Yogani (1947- ) is the anonymous Florida-based American author of the Advanced Yoga Practices (AYP) writings, which first began to appear as a series of online lessons in an owner-posted Yahoo Group in 2003. The lessons provide detailed instructions for self-directed, integrated yoga practices, some which have not been offered in an "open source" mode to the public before. In 2004 the Yahoo lessons were expanded to become a website and a first book. In 2005 two new websites were added, along with two more books and an online support forum. All of the online lessons (over 300 as of 2006) and support forum services are free to the public.

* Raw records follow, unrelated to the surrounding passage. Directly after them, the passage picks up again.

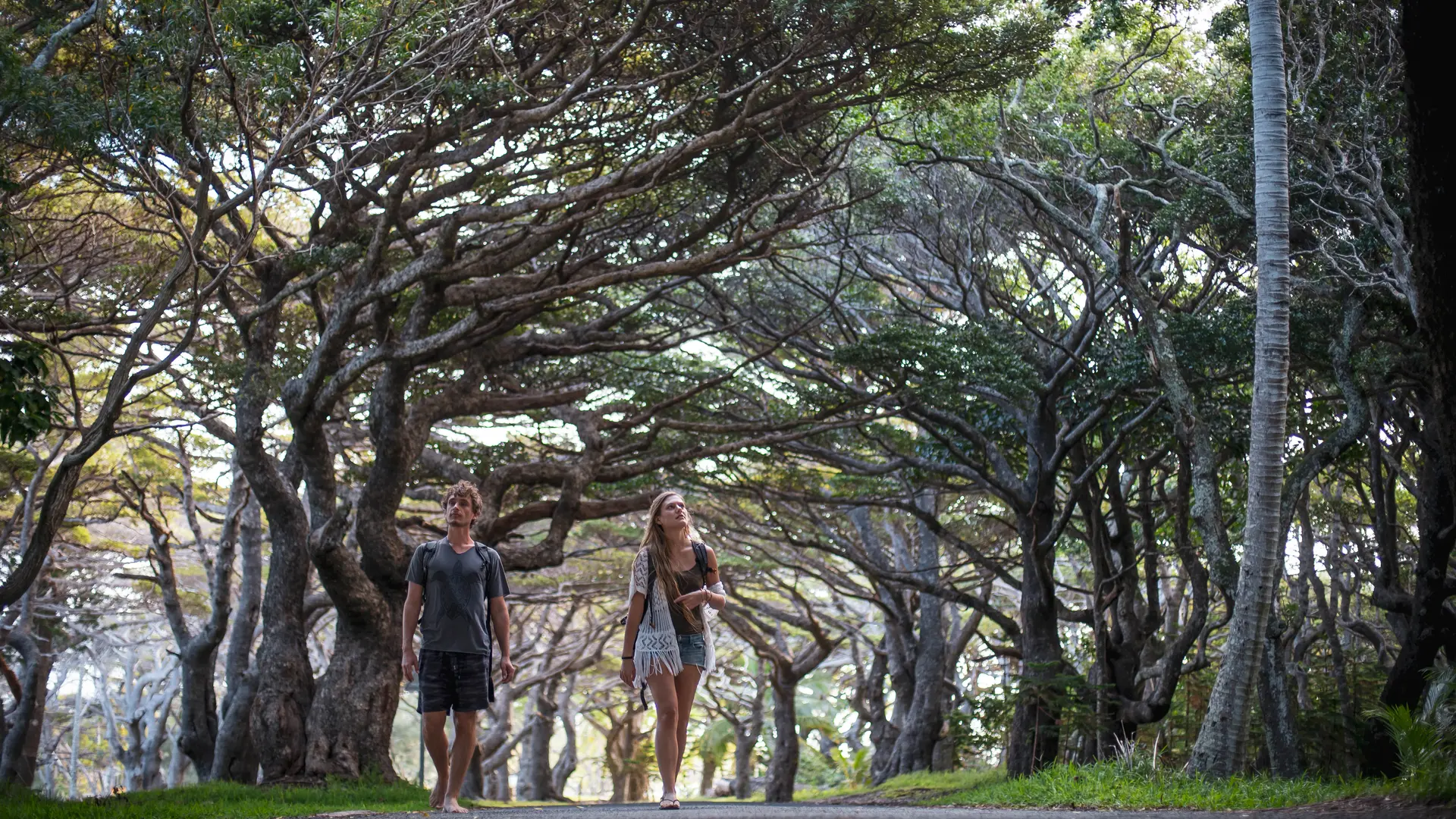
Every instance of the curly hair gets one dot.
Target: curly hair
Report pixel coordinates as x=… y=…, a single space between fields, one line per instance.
x=469 y=491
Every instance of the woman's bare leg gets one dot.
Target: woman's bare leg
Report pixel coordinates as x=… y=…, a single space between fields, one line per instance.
x=686 y=686
x=664 y=698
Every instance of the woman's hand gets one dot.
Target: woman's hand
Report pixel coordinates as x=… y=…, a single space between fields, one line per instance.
x=693 y=599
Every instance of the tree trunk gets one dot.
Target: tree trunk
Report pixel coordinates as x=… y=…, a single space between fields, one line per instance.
x=199 y=711
x=234 y=757
x=1034 y=736
x=566 y=763
x=1280 y=732
x=1432 y=171
x=783 y=765
x=22 y=742
x=1219 y=749
x=746 y=742
x=533 y=771
x=915 y=746
x=283 y=673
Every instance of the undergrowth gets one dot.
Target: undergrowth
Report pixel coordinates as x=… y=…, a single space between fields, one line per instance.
x=1112 y=784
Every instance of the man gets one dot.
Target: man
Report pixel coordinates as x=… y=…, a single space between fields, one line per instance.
x=462 y=586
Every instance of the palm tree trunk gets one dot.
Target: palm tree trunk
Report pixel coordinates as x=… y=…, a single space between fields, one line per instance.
x=1220 y=744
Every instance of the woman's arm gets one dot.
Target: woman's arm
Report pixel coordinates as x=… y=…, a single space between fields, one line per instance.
x=711 y=580
x=635 y=610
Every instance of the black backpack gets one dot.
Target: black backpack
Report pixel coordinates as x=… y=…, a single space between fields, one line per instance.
x=699 y=561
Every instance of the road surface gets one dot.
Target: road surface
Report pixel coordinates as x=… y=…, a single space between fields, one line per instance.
x=1363 y=809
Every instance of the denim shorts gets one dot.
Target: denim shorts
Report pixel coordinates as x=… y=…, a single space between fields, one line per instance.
x=455 y=681
x=692 y=651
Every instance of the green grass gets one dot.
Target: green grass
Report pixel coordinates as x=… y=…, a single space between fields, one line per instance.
x=228 y=800
x=1111 y=784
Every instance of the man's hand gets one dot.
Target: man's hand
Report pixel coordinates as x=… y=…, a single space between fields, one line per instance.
x=410 y=664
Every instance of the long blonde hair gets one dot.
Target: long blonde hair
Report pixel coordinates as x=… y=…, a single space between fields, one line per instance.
x=654 y=539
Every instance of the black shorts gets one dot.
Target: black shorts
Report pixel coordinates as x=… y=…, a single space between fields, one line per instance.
x=455 y=681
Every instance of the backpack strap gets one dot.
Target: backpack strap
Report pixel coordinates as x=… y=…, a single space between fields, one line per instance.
x=701 y=558
x=490 y=634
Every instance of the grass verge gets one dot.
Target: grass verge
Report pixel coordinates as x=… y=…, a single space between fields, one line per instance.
x=1114 y=786
x=229 y=800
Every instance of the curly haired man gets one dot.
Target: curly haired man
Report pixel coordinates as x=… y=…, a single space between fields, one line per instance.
x=457 y=598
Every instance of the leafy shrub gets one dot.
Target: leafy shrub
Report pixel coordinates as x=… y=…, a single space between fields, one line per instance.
x=1426 y=739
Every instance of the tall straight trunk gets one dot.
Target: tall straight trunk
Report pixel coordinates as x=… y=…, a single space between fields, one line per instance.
x=234 y=757
x=1219 y=749
x=783 y=765
x=1432 y=172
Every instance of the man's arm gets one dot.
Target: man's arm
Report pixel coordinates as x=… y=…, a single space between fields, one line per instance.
x=501 y=623
x=408 y=659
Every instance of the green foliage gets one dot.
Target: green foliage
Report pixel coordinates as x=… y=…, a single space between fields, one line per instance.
x=27 y=397
x=940 y=365
x=1117 y=786
x=1426 y=739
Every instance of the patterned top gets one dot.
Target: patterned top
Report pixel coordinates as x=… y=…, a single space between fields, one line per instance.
x=655 y=651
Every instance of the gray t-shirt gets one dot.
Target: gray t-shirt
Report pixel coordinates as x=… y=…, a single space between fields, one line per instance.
x=456 y=588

Practices taught include, deep meditation, spinal breathing pranayama and other breathing techniques, asanas, mulabandha/asvini mudra, sambhavi mudra, siddhasana, yoni mudra kumbhaka, uddiyana bandha/nauli, kechari mudra, jalandhara bandha (static and dynamic), samyama, navi kriya, amaroli, tantra techniques and other advanced methods.

Noteworthy are the AYP lessons and forum discussions on kechari mudra, which are believed to be the most detailed written instructions available anywhere on this esoteric practice which is highly praised in the ancient Hatha Yoga Pradipika.

The lessons also provide detailed assistance for safe handling of kundalini awakening and the excess energy symptoms that can arise during the ecstatic stages of inner development. Over all, the writings of Yogani adhere to the structure and spirit of the traditional Eight Limbs of Yoga found in the Yoga Sutras of Patanjali, though often in nontraditional ways and with an uncommonly mild, direct, non-superstitious tone and approach.

Yogani, who shuns guru status, is also known for his provocative lesson sign-off, "The guru is in you."

Because the writings of Yogani constitute one of the first fully-integrated open source systems of advanced yoga instruction, the AYP lessons, by necessity, plow much new ground in the area of "self-pacing" and "self-customization" of practice routines. Too much progress too fast can be unhealthful and disruptive, and AYP offers means of observing and regulating one's spiritual development in order to move as quickly as is safe ("self pacing"). Traditionally, one's guru performed this regulatory role, but it's an AYP innovation to give students of all levels the ability to safely supervise their own progress.